Esta trama de confidências configura uma situação analítica interessante na


qual o pivô do duelo dos afetos entre o casal torna-se o confidente comum. Nele
as esperanças e expectativas são colocadas: De um lado, espera-se dele a
intervenção do cuidado pastoral na questão. Do outro, ele expõe aquela relação
conjugal, denuncia suas questões libidinais. Dos sermões que motivam a
manifestação da mulher, o homem passa a carregar certa reflexão sobre sua
responsabilidade na relação e do gozo de sua mulher – uma “desejante”. Este
convívio com o desejo dela torna-se um incômodo para o marido e ambos lançam
e descarregam as palavras neste interlocutor comum, o pastor.

Analiticamente falando, o que representaria cuidado e esperança, tornou-se


ameaça: o pastor, figura interposta no vínculo conjugal, expôs as debilidades da
libido como o espelho revelador da madrasta de Branca de Neve dizendo que ela
não era a mais bela. A mensagem Bíblica absorvida no interior do sujeito-marido
como a evidência do problema, transformou o cuidado pastoral numa ameaça que
expõe a insatisfação instalada e realça o ferimento narcísico.

A admissão do todo para o sujeito, devido a toda a jocosidade do contexto


cultural referente ao tema, é insuportável e, portanto, foi deslocada para outro
objeto ameaçador, aquele pastor denunciante.
11

Neste pastor não estão somente notados a existência do fato, mas a causa
da exposição da demanda libidinal faltosa naquela relação conjugal. O pastor
agora é visto, no inconsciente do sujeito, como inimigo da relação que o narcisista
não quer perder. Uma vez que envenenar a maçã já caiu da moda, resta outra
estratégia, envenenar a reunião contra o pastor.
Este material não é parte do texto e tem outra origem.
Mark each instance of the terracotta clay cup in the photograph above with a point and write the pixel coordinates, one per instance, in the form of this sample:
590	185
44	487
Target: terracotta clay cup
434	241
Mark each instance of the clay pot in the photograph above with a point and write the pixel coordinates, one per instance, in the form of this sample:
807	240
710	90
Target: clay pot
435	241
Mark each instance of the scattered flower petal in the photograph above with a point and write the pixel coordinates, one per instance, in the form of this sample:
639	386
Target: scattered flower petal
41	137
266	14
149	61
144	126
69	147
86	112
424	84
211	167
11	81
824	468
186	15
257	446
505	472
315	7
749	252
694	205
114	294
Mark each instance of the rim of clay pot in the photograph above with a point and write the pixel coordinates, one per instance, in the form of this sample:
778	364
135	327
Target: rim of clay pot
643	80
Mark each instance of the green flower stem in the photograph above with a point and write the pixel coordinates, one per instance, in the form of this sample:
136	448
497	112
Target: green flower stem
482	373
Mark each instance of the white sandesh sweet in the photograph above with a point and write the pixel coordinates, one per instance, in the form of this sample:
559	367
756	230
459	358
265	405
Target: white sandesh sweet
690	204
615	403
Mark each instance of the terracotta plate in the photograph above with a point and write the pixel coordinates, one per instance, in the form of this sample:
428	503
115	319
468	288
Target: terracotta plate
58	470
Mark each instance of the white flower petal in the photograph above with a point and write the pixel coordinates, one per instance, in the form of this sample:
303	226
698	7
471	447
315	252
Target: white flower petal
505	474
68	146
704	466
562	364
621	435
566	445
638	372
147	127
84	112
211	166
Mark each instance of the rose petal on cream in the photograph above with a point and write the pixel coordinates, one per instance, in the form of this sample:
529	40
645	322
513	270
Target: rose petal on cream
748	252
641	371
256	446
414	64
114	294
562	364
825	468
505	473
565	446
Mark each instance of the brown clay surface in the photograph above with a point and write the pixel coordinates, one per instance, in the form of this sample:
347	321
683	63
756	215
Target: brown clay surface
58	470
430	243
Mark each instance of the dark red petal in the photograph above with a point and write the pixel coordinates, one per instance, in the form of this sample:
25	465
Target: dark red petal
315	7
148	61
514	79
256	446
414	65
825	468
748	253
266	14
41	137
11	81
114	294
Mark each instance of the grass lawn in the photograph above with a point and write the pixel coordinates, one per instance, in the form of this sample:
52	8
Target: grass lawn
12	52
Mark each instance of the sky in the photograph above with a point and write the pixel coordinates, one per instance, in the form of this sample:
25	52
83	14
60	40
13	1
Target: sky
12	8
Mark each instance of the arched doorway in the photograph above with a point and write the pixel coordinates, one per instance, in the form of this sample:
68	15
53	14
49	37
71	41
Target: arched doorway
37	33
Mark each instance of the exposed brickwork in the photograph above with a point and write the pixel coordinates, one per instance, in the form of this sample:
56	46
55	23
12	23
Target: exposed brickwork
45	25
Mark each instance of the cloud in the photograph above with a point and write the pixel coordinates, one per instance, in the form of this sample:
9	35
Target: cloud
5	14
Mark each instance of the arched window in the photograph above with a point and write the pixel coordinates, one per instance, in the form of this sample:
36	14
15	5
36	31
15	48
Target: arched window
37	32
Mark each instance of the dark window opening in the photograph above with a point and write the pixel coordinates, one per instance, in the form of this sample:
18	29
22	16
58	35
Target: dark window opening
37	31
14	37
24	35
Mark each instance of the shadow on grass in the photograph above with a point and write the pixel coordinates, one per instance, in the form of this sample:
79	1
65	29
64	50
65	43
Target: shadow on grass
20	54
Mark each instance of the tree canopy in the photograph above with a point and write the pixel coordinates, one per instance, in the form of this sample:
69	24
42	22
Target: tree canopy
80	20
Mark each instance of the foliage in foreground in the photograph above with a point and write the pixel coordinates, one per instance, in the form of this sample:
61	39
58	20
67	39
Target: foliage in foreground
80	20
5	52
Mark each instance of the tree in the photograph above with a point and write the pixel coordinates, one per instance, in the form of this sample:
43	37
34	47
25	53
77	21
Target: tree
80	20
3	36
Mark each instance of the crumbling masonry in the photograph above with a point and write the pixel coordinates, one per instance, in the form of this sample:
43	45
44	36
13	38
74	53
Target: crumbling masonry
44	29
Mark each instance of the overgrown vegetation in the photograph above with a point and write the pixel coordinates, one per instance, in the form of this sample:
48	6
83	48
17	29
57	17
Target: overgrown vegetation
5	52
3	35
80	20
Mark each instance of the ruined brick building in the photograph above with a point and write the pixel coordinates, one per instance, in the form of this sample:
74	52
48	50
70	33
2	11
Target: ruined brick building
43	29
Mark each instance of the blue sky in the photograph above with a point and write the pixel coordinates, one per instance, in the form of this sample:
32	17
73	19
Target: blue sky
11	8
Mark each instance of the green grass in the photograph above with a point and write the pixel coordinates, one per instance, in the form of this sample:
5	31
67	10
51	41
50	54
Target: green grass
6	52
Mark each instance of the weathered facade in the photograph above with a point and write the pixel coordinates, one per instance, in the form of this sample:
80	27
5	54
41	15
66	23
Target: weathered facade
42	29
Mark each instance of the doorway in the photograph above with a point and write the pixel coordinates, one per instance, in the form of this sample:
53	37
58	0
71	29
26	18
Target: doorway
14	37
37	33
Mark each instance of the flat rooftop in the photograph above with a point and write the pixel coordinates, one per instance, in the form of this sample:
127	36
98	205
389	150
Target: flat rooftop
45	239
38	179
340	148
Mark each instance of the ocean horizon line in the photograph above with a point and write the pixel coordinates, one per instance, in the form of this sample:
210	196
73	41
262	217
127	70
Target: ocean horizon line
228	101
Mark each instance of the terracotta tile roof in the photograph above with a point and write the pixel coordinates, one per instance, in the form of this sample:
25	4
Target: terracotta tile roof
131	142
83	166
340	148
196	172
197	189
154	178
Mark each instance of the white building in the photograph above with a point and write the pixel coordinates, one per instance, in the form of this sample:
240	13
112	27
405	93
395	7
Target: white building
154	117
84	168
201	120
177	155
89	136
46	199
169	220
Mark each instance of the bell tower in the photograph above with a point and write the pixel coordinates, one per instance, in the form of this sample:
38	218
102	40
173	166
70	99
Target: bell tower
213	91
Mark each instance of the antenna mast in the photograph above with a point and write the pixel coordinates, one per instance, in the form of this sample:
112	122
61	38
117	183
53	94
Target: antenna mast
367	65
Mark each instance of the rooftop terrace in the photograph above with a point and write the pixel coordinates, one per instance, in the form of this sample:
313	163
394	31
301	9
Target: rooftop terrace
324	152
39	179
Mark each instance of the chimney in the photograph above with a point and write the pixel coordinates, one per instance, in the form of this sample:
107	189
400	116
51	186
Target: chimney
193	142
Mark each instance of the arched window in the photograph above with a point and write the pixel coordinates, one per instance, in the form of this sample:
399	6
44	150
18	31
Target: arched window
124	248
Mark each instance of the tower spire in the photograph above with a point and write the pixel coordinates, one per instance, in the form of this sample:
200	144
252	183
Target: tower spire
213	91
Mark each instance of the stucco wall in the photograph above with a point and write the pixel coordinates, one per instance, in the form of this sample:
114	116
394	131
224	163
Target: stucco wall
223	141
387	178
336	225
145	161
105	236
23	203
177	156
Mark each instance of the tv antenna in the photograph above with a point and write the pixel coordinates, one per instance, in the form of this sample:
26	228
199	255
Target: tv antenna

Nesta reunião de diretoria, o que determinou a reação hostil para com o


pastor foi, portanto, esta disposição do inconsciente de acabar com um inimigo. O
sucesso do pastor e de seus projetos o autoriza no imaginário do sujeito como um
primaz-pai admirável. Ele representa vida, transformação e realização para o gozo
da comunidade e, assim, razão da inveja e rixa do cônjuge infeliz. Esta grandeza,
dita como fálica, precisa ser desafiada e oprimida em função da inveja e da
tristeza a despeito do respeito, reverência e amizade, por isto deverá opostamente
aparecer na forma de oferecer ajuda-opisição (ser contra o projeto é para o bem
da congregação que o pastor ama), mas cujo alvo final é não restarem mais
sermões afetuosos pelos quais se requeira o gozo da mulher e a responsabilidade
por uma impotência imaginária resistida no sujeito.

A atitude do homem na reunião é uma descarga de forças rixosas e


invejosas numa atitude transferencial. Aquela mudança de atitude do homem na
reunião é a evidência desta transferência inconsciente – uma atitude intensa e
inadequada. O desejo transferido é que este pastor torne-se sem grandeza, um
imponente fraco que poderá ser facilmente vencido satisfazendo os desejos
desafetuosos na competição inconsciente.

Esta ‘quase*’ ficção e as conclusões dela tiradas trazem conceitos teóricos


da psicanálise que não são do conhecimento geral, ou estão carregados de
pressuposições preconceituosas do contexto evangélico geral, uma vez que a
teoria psicanalítica nem sempre é bem vista pelo protestantismo mais ortodoxo.

*
A estória foi montada por extratos de relatos verdadeiros, todavia distintos, para que nenhuma identidade
fosse reconhecida, o teor é genuíno.
12

A jornalista Carelli (2000), publicou na Revista Veja uma matéria que


aponta um florescer no interesse pastoral brasileiro pela psicanálise, mas também
aponta confusão e uma problemática moderna, a interlocução.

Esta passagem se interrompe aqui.